The workshop’s closing panel — featuring Gareth Austin, Jutta Bolt, Carl Mueller-Crepon, and Michiel de Haas — put three options on the table, ranging from incremental improvement to scrapping the unit of analysis entirely and starting from how ethnic identity actually works — constructed, contested, fluid, and time-dependent. The work presented across the day — from archival GIS reconstruction for 17th-century Angola, phylogenetic methods, to subnational survey analysis — showed that creative alternatives already exist. The problem is not imagination. It is the hard, unglamorous work of codifying things that resist codification — variables that are fluid, contested, and relational by nature, and that lose something essential every time you force them into a column.

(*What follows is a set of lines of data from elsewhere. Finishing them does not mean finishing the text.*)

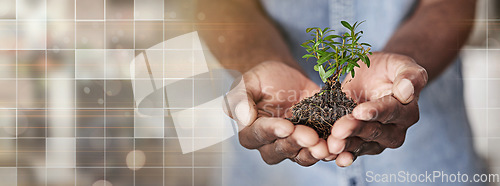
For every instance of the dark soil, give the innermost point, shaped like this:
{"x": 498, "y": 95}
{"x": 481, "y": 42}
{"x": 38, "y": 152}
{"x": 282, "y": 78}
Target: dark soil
{"x": 321, "y": 110}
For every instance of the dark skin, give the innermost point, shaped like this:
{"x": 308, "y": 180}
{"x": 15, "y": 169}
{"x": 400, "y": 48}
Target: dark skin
{"x": 419, "y": 50}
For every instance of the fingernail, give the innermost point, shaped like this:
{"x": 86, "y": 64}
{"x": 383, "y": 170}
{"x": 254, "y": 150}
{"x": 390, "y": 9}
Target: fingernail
{"x": 280, "y": 132}
{"x": 340, "y": 146}
{"x": 349, "y": 163}
{"x": 366, "y": 115}
{"x": 242, "y": 111}
{"x": 330, "y": 158}
{"x": 405, "y": 88}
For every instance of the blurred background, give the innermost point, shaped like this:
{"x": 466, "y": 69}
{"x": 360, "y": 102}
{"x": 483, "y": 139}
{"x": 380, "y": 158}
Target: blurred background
{"x": 66, "y": 99}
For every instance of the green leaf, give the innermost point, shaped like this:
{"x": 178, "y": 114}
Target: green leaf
{"x": 324, "y": 58}
{"x": 330, "y": 37}
{"x": 346, "y": 24}
{"x": 307, "y": 56}
{"x": 322, "y": 73}
{"x": 316, "y": 67}
{"x": 367, "y": 62}
{"x": 366, "y": 44}
{"x": 354, "y": 63}
{"x": 329, "y": 73}
{"x": 310, "y": 29}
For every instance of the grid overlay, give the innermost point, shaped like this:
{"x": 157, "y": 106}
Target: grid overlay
{"x": 88, "y": 138}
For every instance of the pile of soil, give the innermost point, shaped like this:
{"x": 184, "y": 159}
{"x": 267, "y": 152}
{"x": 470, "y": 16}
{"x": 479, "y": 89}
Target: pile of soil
{"x": 321, "y": 110}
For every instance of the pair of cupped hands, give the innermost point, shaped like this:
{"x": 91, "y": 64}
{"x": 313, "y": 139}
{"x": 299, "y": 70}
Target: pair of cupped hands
{"x": 387, "y": 95}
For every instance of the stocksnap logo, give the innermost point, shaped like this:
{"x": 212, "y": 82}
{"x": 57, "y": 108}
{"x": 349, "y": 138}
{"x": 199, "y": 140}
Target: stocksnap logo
{"x": 175, "y": 84}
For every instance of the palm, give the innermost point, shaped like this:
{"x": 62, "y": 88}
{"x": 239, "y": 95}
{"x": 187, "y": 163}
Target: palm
{"x": 374, "y": 82}
{"x": 277, "y": 94}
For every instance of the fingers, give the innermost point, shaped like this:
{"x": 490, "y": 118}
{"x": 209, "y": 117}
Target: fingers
{"x": 290, "y": 147}
{"x": 320, "y": 150}
{"x": 344, "y": 159}
{"x": 347, "y": 157}
{"x": 409, "y": 80}
{"x": 239, "y": 102}
{"x": 305, "y": 158}
{"x": 387, "y": 110}
{"x": 265, "y": 130}
{"x": 387, "y": 135}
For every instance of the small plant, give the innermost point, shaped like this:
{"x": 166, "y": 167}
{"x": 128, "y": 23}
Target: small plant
{"x": 335, "y": 56}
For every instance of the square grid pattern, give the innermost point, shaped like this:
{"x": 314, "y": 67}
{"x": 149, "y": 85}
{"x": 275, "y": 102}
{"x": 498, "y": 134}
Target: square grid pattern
{"x": 67, "y": 112}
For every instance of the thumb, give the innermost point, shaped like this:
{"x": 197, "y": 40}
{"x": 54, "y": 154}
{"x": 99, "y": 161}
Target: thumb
{"x": 408, "y": 83}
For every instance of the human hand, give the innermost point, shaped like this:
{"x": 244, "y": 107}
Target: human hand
{"x": 387, "y": 94}
{"x": 259, "y": 103}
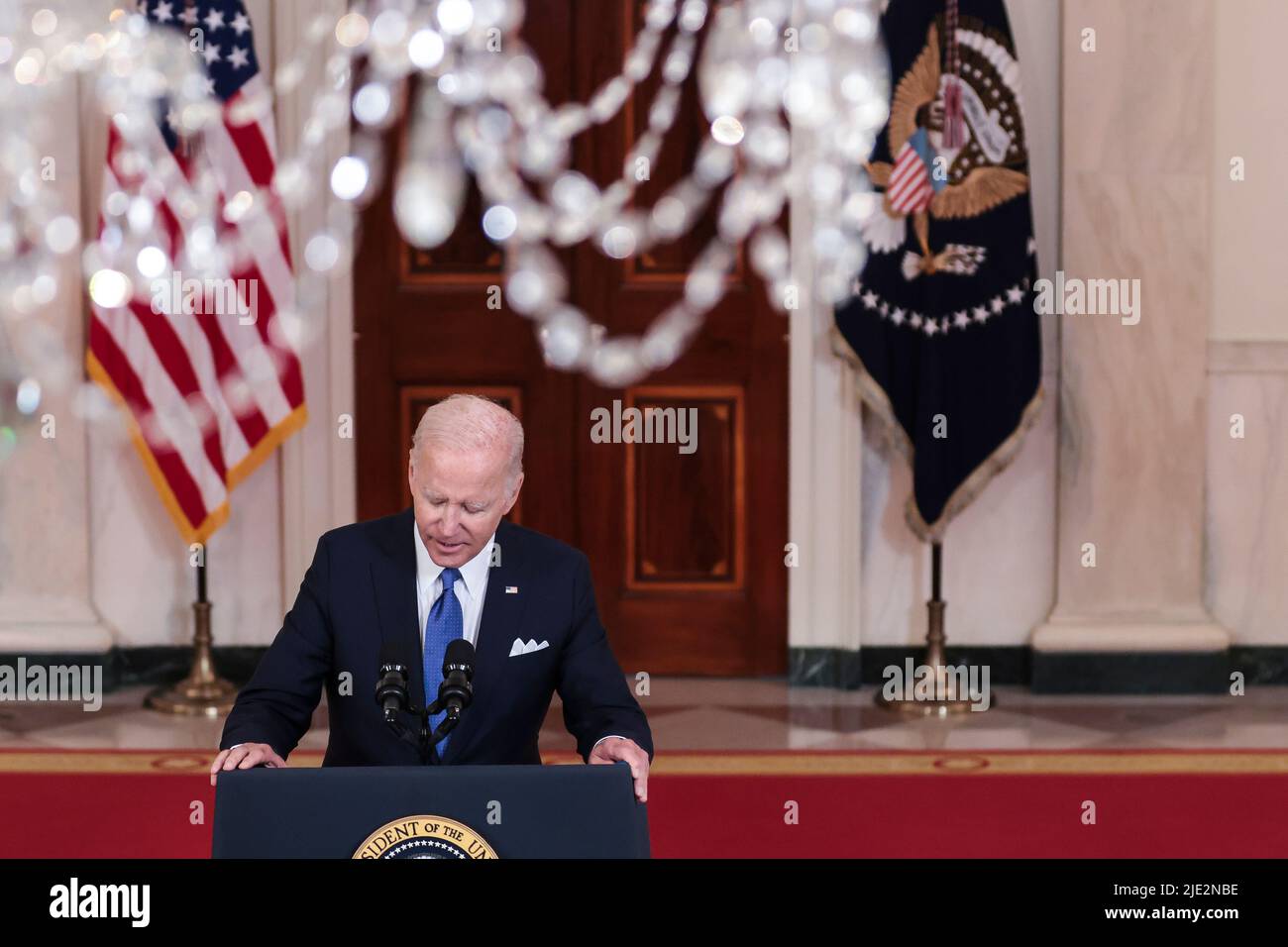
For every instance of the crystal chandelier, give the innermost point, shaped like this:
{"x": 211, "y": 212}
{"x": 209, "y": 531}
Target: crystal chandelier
{"x": 794, "y": 93}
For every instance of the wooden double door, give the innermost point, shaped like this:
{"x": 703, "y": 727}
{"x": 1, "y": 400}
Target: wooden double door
{"x": 687, "y": 548}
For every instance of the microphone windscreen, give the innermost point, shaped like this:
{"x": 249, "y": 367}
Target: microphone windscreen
{"x": 459, "y": 652}
{"x": 390, "y": 655}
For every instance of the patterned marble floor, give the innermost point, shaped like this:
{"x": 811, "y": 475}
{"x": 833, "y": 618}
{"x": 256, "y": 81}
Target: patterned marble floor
{"x": 697, "y": 714}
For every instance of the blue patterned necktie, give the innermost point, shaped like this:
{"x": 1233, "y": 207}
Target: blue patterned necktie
{"x": 445, "y": 624}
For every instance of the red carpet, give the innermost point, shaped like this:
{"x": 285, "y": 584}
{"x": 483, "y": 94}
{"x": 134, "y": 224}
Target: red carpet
{"x": 862, "y": 804}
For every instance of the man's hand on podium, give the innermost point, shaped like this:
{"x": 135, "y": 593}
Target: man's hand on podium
{"x": 246, "y": 755}
{"x": 612, "y": 749}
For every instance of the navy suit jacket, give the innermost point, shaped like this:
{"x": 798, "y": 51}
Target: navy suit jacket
{"x": 361, "y": 591}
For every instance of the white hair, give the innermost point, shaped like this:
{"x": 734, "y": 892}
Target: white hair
{"x": 471, "y": 423}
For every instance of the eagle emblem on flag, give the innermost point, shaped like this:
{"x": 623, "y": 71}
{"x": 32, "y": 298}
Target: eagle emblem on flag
{"x": 941, "y": 328}
{"x": 964, "y": 178}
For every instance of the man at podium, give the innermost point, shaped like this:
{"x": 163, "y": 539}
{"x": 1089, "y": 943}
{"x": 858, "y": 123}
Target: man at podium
{"x": 410, "y": 583}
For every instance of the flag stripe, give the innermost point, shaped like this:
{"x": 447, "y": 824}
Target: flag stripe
{"x": 116, "y": 368}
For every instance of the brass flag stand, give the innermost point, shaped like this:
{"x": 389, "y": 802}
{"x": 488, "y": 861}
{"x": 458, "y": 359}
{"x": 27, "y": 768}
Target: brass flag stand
{"x": 202, "y": 692}
{"x": 932, "y": 656}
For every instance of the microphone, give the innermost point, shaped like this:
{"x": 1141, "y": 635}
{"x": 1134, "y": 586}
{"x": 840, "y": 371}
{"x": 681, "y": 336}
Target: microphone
{"x": 458, "y": 688}
{"x": 391, "y": 692}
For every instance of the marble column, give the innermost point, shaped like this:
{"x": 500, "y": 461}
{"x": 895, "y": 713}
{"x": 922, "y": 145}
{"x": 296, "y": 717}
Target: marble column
{"x": 46, "y": 592}
{"x": 1137, "y": 176}
{"x": 824, "y": 479}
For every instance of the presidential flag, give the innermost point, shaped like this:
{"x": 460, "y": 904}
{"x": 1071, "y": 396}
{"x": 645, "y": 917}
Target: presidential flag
{"x": 205, "y": 372}
{"x": 941, "y": 325}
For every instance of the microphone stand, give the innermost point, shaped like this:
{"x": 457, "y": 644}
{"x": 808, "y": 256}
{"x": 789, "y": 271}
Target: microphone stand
{"x": 424, "y": 741}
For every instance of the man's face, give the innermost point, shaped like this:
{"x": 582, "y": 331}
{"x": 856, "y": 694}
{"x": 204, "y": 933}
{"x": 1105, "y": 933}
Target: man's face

The EHS roundtable and the LSE workshop made the same point from different vantage points. The field is changing — in what AI makes possible, in what new methods reveal about the limits of old data, in what readers and reviewers are beginning to expect. That is not a threat to historical expertise, but an invitation to rebel — as Fourie put it — to pick up the instruments now available and use them to ask better questions, build better sources, and stop accepting inadequate proxies because no alternative has the coverage or citeability to replace them yet. Building that alternative is exactly the kind of work historians are best placed to do: domain expertise, source criticism, an eye for what a dataset actually is and isn’t.
None of that happens quickly. Writing demands a patience that feels increasingly countercultural — the discipline of sitting with a half-formed thought long enough for it to become something, rather than reaching for the next thing. The ideas are there. The task now is doing them justice on the page. April reminded me that the field, at its best, is asking exactly the right questions. That’s a good place to be working from.